Today, just more than 11 percent of Fortune 500 companies have corporate blogs, according to SocialText, and only a handful have a designated chief blogger. The number of corporate blogs has risen slowly and steadily since the end of 2005, when just 4 percent had any kind of blog.


“The period of ‘We’ve got to do this too’ has passed, and now people are evaluating blogs as tools,” said Paul Gillin, media consultant and author of The New Influencers. “It’s going mainstream because companies are realizing this is a tool that has utility.” He counts about 60 corporate blogs among the Fortune 500.


While the title of chief blogger is seductive, analysts and industry insiders said the title shouldn’t be the focus. What’s essential is the brand voice, whether it comes from one chief blogger (such as vice chairman Bob Lutz on General Motors’ FastLane Blog or CEO Jonathan Schwartz on Sun Microsystems’ Jonathan’s Blog) or a group working together, such as those on Southwest and Wal-Mart’s blogs.


No one is saying that a chief blogger or blog voice is right for all brands. Bloggers and analysts said companies that want to blog should identify a specific reason to do so, such as to humanize the company (like Microsoft), make the company more open (like Dell) or advance the fun-and-happy company image (like Southwest).

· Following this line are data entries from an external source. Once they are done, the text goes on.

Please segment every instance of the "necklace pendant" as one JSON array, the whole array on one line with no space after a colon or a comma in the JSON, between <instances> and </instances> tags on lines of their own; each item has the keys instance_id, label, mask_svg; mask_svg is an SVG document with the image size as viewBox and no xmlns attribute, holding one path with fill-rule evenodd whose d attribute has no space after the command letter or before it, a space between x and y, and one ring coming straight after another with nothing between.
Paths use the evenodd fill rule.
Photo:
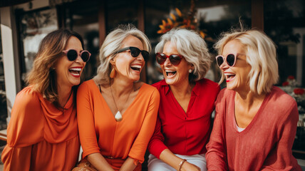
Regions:
<instances>
[{"instance_id":1,"label":"necklace pendant","mask_svg":"<svg viewBox=\"0 0 305 171\"><path fill-rule=\"evenodd\" d=\"M122 114L120 114L120 112L119 110L118 110L118 112L116 113L115 115L115 120L118 122L120 122L123 119Z\"/></svg>"}]
</instances>

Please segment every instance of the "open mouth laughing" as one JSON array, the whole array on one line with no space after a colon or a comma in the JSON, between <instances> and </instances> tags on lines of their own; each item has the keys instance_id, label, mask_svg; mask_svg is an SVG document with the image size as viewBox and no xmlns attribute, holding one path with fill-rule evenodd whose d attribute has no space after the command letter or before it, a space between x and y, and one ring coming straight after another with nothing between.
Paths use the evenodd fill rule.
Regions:
<instances>
[{"instance_id":1,"label":"open mouth laughing","mask_svg":"<svg viewBox=\"0 0 305 171\"><path fill-rule=\"evenodd\" d=\"M69 68L69 72L73 76L78 78L81 76L81 67L72 67Z\"/></svg>"},{"instance_id":2,"label":"open mouth laughing","mask_svg":"<svg viewBox=\"0 0 305 171\"><path fill-rule=\"evenodd\" d=\"M142 66L140 65L132 65L130 66L130 68L134 71L141 71Z\"/></svg>"},{"instance_id":3,"label":"open mouth laughing","mask_svg":"<svg viewBox=\"0 0 305 171\"><path fill-rule=\"evenodd\" d=\"M166 72L166 76L167 76L167 78L172 78L172 77L174 77L174 76L176 75L176 73L177 73L177 71L172 71L172 70L165 70L165 72Z\"/></svg>"},{"instance_id":4,"label":"open mouth laughing","mask_svg":"<svg viewBox=\"0 0 305 171\"><path fill-rule=\"evenodd\" d=\"M227 82L229 82L235 78L235 74L232 73L224 73L224 76L226 76Z\"/></svg>"}]
</instances>

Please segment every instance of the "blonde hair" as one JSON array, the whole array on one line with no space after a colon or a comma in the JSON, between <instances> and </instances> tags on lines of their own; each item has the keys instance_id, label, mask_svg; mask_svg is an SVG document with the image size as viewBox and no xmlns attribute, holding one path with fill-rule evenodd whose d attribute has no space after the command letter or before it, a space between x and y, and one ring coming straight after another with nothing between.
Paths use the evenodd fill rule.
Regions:
<instances>
[{"instance_id":1,"label":"blonde hair","mask_svg":"<svg viewBox=\"0 0 305 171\"><path fill-rule=\"evenodd\" d=\"M194 31L185 28L173 28L161 36L155 47L155 53L161 53L165 44L170 41L176 46L179 54L194 66L189 75L189 81L203 78L211 65L212 59L205 40Z\"/></svg>"},{"instance_id":2,"label":"blonde hair","mask_svg":"<svg viewBox=\"0 0 305 171\"><path fill-rule=\"evenodd\" d=\"M97 70L97 75L93 80L97 84L105 85L110 83L111 65L110 61L115 56L122 43L128 36L133 36L142 42L144 50L150 52L151 46L148 38L132 24L121 25L111 31L105 38L100 49L100 64Z\"/></svg>"},{"instance_id":3,"label":"blonde hair","mask_svg":"<svg viewBox=\"0 0 305 171\"><path fill-rule=\"evenodd\" d=\"M59 29L46 35L39 45L33 68L26 80L31 86L32 91L41 93L44 98L56 106L58 105L58 97L56 73L53 68L63 56L63 51L71 36L78 38L83 48L83 38L74 31Z\"/></svg>"},{"instance_id":4,"label":"blonde hair","mask_svg":"<svg viewBox=\"0 0 305 171\"><path fill-rule=\"evenodd\" d=\"M214 45L218 54L222 54L224 46L237 40L244 46L247 62L252 68L248 74L251 91L259 95L271 91L279 79L276 46L264 32L257 30L232 31L224 33ZM224 79L222 73L219 83Z\"/></svg>"}]
</instances>

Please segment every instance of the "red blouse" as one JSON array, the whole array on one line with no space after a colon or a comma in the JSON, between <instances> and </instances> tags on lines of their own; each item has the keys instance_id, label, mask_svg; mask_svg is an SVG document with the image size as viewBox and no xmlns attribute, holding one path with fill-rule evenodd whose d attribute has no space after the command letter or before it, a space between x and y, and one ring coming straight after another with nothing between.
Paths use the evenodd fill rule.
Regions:
<instances>
[{"instance_id":1,"label":"red blouse","mask_svg":"<svg viewBox=\"0 0 305 171\"><path fill-rule=\"evenodd\" d=\"M155 133L148 145L150 152L157 158L167 148L179 155L205 153L219 86L205 78L197 81L185 113L165 80L152 86L160 92L160 102Z\"/></svg>"}]
</instances>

“Everybody right now wants to or is contemplating starting a blog, but it’s the wrong place to start,” said Sean Howard, director of strategy and innovation at Lift Communications and blogger at CrapHammer.com. “They really need to start with reading, following their customers, commenting on communities. Then think about creating something.”

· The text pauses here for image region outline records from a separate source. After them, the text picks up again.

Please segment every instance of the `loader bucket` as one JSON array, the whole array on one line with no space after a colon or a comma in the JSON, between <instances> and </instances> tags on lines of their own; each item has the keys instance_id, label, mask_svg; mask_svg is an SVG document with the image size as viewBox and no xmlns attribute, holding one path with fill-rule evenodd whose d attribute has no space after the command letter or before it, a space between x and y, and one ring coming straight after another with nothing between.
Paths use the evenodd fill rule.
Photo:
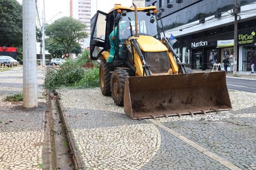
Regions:
<instances>
[{"instance_id":1,"label":"loader bucket","mask_svg":"<svg viewBox=\"0 0 256 170\"><path fill-rule=\"evenodd\" d=\"M127 77L124 111L132 119L228 110L224 71Z\"/></svg>"}]
</instances>

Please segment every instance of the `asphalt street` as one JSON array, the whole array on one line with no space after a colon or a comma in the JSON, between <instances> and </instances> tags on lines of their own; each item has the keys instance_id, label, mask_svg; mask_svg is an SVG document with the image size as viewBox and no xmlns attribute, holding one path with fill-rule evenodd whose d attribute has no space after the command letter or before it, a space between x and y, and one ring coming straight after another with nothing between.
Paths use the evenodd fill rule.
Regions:
<instances>
[{"instance_id":1,"label":"asphalt street","mask_svg":"<svg viewBox=\"0 0 256 170\"><path fill-rule=\"evenodd\" d=\"M3 101L22 93L22 67L0 72L0 169L51 169L47 97L38 107ZM132 120L99 88L57 90L79 169L256 169L256 94L229 90L232 110Z\"/></svg>"}]
</instances>

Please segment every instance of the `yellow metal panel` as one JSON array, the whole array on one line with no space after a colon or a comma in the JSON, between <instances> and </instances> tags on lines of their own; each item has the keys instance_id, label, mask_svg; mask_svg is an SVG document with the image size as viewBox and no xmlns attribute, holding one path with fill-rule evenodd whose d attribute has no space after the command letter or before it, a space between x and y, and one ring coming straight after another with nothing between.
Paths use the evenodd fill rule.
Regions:
<instances>
[{"instance_id":1,"label":"yellow metal panel","mask_svg":"<svg viewBox=\"0 0 256 170\"><path fill-rule=\"evenodd\" d=\"M137 41L142 51L163 52L168 49L160 41L151 36L139 35Z\"/></svg>"},{"instance_id":2,"label":"yellow metal panel","mask_svg":"<svg viewBox=\"0 0 256 170\"><path fill-rule=\"evenodd\" d=\"M173 57L173 55L172 52L168 52L168 56L169 57L170 63L171 64L171 67L174 74L178 74L178 67L176 63L175 59Z\"/></svg>"}]
</instances>

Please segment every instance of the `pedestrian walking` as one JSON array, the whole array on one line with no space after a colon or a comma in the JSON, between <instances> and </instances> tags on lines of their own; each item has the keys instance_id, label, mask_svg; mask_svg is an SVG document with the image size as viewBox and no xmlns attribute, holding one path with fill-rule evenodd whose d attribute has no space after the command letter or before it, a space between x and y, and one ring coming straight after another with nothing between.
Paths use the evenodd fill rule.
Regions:
<instances>
[{"instance_id":1,"label":"pedestrian walking","mask_svg":"<svg viewBox=\"0 0 256 170\"><path fill-rule=\"evenodd\" d=\"M228 66L230 65L230 61L226 56L224 57L224 59L222 62L224 64L224 70L226 71L226 73L228 73Z\"/></svg>"},{"instance_id":2,"label":"pedestrian walking","mask_svg":"<svg viewBox=\"0 0 256 170\"><path fill-rule=\"evenodd\" d=\"M251 57L250 64L252 67L252 72L251 73L254 73L254 60L253 57Z\"/></svg>"}]
</instances>

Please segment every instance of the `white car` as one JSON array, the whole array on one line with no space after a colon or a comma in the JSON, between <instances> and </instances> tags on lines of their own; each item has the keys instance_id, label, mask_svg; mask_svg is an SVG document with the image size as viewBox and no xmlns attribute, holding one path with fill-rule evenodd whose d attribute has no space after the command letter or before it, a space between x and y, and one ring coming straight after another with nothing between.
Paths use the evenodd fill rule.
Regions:
<instances>
[{"instance_id":1,"label":"white car","mask_svg":"<svg viewBox=\"0 0 256 170\"><path fill-rule=\"evenodd\" d=\"M19 62L18 60L15 60L15 59L13 59L13 57L11 57L10 56L0 55L0 58L10 60L11 61L11 63L9 64L10 67L11 67L11 66L17 66L19 64Z\"/></svg>"},{"instance_id":2,"label":"white car","mask_svg":"<svg viewBox=\"0 0 256 170\"><path fill-rule=\"evenodd\" d=\"M63 60L62 59L52 59L50 60L51 64L55 65L61 65L66 60Z\"/></svg>"}]
</instances>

There can be a downside to corporate blogging with a single chief blogger, if that blogger becomes a lightning rod for online communities’ disdain. “The whole idea of having a chief blogger when social media is so grass roots still smacks of companies trying to control this,” said Jim Nail, chief marketing officer of Cymfony.


In fact, Dave Armano, vice president of experience design at Critical Mass and blogger at Logic & Emotion, touched off a minor storm when he posed a simple question for this article: “Any thoughts about the whole ‘chief blogger’ thing?” Most of the responses fell into one of two camps: “No way; it’s too formalized and a bad idea” or “Yes, it’s a dream job I’d love to have.”


Armano—and many others interviewed for this article—were in a third camp, arguing the focus should be less on the chief blogger title and more on how social media can be used to benefit the brand.


“I’m all for the effect that the chief blogger title creates in saying these are full-time jobs, because they are—it’s hard work. I just think it’s the marketing on it that’s off,” Armano said. “It should be a director of community engagement. That takes the focus off the medium and puts it on the interactions.”


Geoff Livingston, CEO of Livingston Communications and blogger at the Buzz Bin, agreed. “The problem is that too many people focus on the actual tool: the blog,” he said. “What they need to focus on is the principles behind social media that make it work—like participating in a larger community works, and not controlling the conversation works.”